Let's get rid of the "we didn't know" first. The answer is simple. You should have known. That was your job. And, there is evidence that you knew -- a certain running back coach is still in trouble over this. And, so too the person who paid the calling card bill. Do you really think that saying "I didn't know" is a defense? Do you think that planned or feigned ignorance is enough? It's not. The rules do not allow one to deliberately or recklessly close one's eyes. You have to keep them open. You have to do the right thing. And, you didn't.
The trail to victory on the other two paths is very steep. I don't think they'll make it to the top. Be it an administrative hearing or a court challenge, I don't think they will prevail.
They will have a hard time challenging the factual findings. From what I learned by listening to the panel press conference, and from what I've read, the NCAA was very conservative in its findings — most seemed to be carefully anchored in the record. I think they were restrained because they knew there would be challenges. They have several lawyers on the panel -- people trained in making a record that will withstand attack. We wondered what took so long? Why they didn't come down harder? I think they were building a rock solid record -- one that would withstand challenge.
Yesterday, we heard from Cheaty and Athlete #1 -- they both want to help, they want to clear the "misunderstandings" up.
It's a little to late to decide to be open and honest. sc will not be able to bring in "new facts". It had a chance to build the record and, apparently, was not completely forthcoming. I draw this inference from the fact that the penalties were not mitigated because sc did not cooperate at a level that would lead to mitigation.
It is very hard to overcome findings of fact on an appeal. Appeals boards and courts defer to the people who heard and saw the actual evidence. On a pure factual challenge, sc would have to prove that no reasonable fact finder could have reached the conclusions the committee reached. Interestingly, it was a well credentialed committee that had more than one lawyer and law professor in its ranks.

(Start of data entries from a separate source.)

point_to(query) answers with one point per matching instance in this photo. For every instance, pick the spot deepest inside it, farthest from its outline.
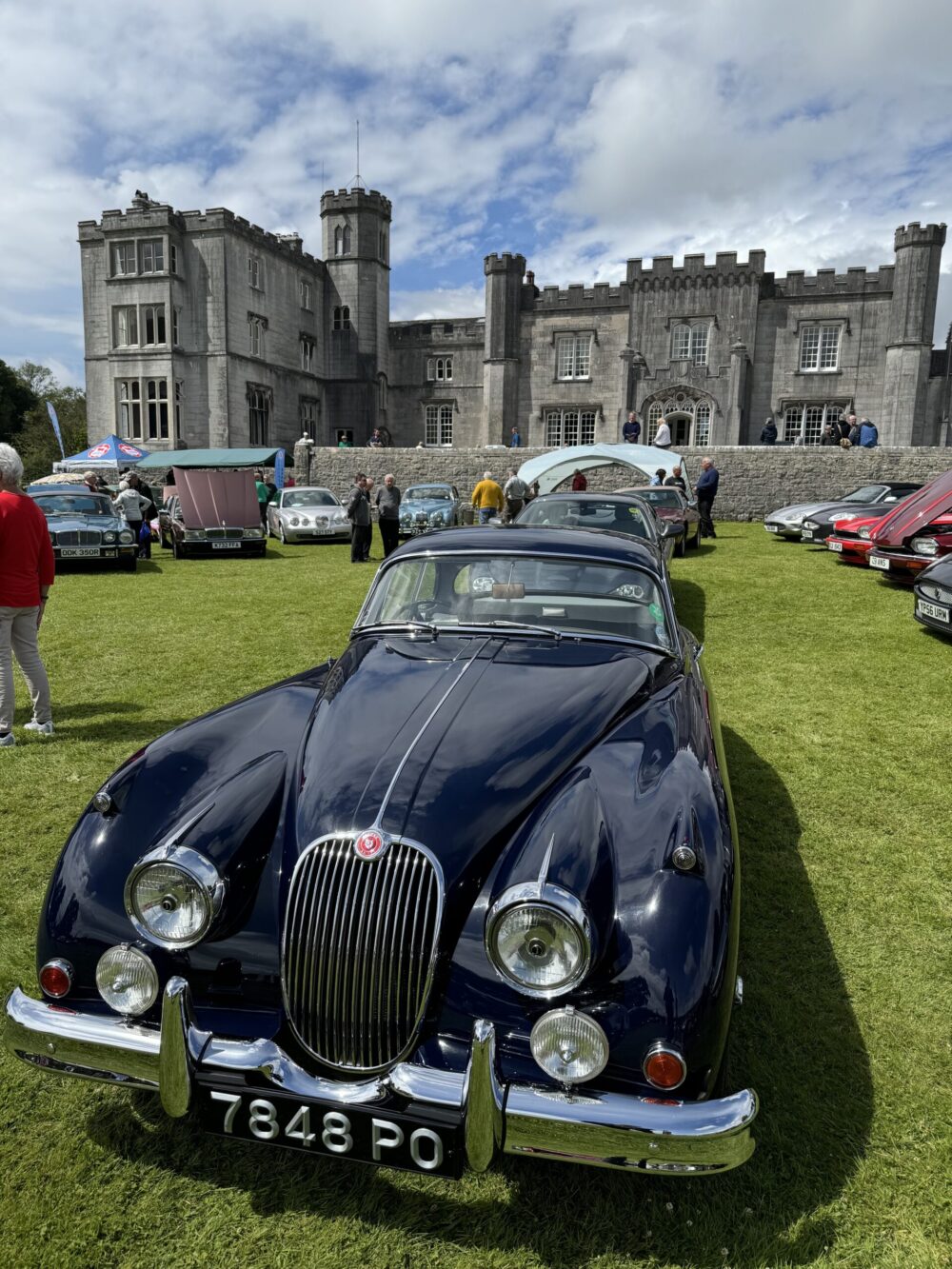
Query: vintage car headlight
(924, 545)
(173, 896)
(128, 980)
(539, 940)
(569, 1046)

I don’t see a court messing with the factual findings.
sc’s seems to be rooting its claims in an argument that the penalty is "excessive". The problem it faces here is that the NCAA regulations state that the standard of review requires that an appellate body find that the panel "abused its discretion" in making its findings and setting the penalty. The "abuse of discretion" standard is, like most in law, amorphous. But, it connotes a "higher" standard of review — one that is very difficult to satisfy.
I dont’ know that any of the trogans actually believe that they will win the appeal. I don't think they can win a "pure" legal challenge.
They may be banking on "political" power and/or influence -- the staples of their survival. If they had any influence, I would have thought it would have been most effective against a toothless NCAA before it made its findings. I actually think that "influence" tempered the penalty some. (Unlike most around here, I do not think the trogans were hit all that hard. And, I think that will make their appeal weaker. For purposes of an appeal, they would have been better off with a death penalty.)
But, I have a hard time believing that any appeals panel, be it administrative within the NCAA or a court will feel that influence after today. Why should it? As much as sc thinks it is important, there is no constituency out there that is vested in protecting sc’s approach to sports. And, without that nationwide political pressure, what little influence sc may wield in getting players off when charged with local crimes will not do it much good in this bigger case.
The burden of proving an "abuse of discretion" will be on the trogans. Those of us who have faced that standard on appeal know it is very difficult to approve.
The NCAA has taken a stand. I’m sure it was tough to take. They socked the bully in the eye and made him cry. I don’t think they are afraid of him any more. And, the way sc is whining and posturing now, is not going to scare them. The bully is no longer intimidating.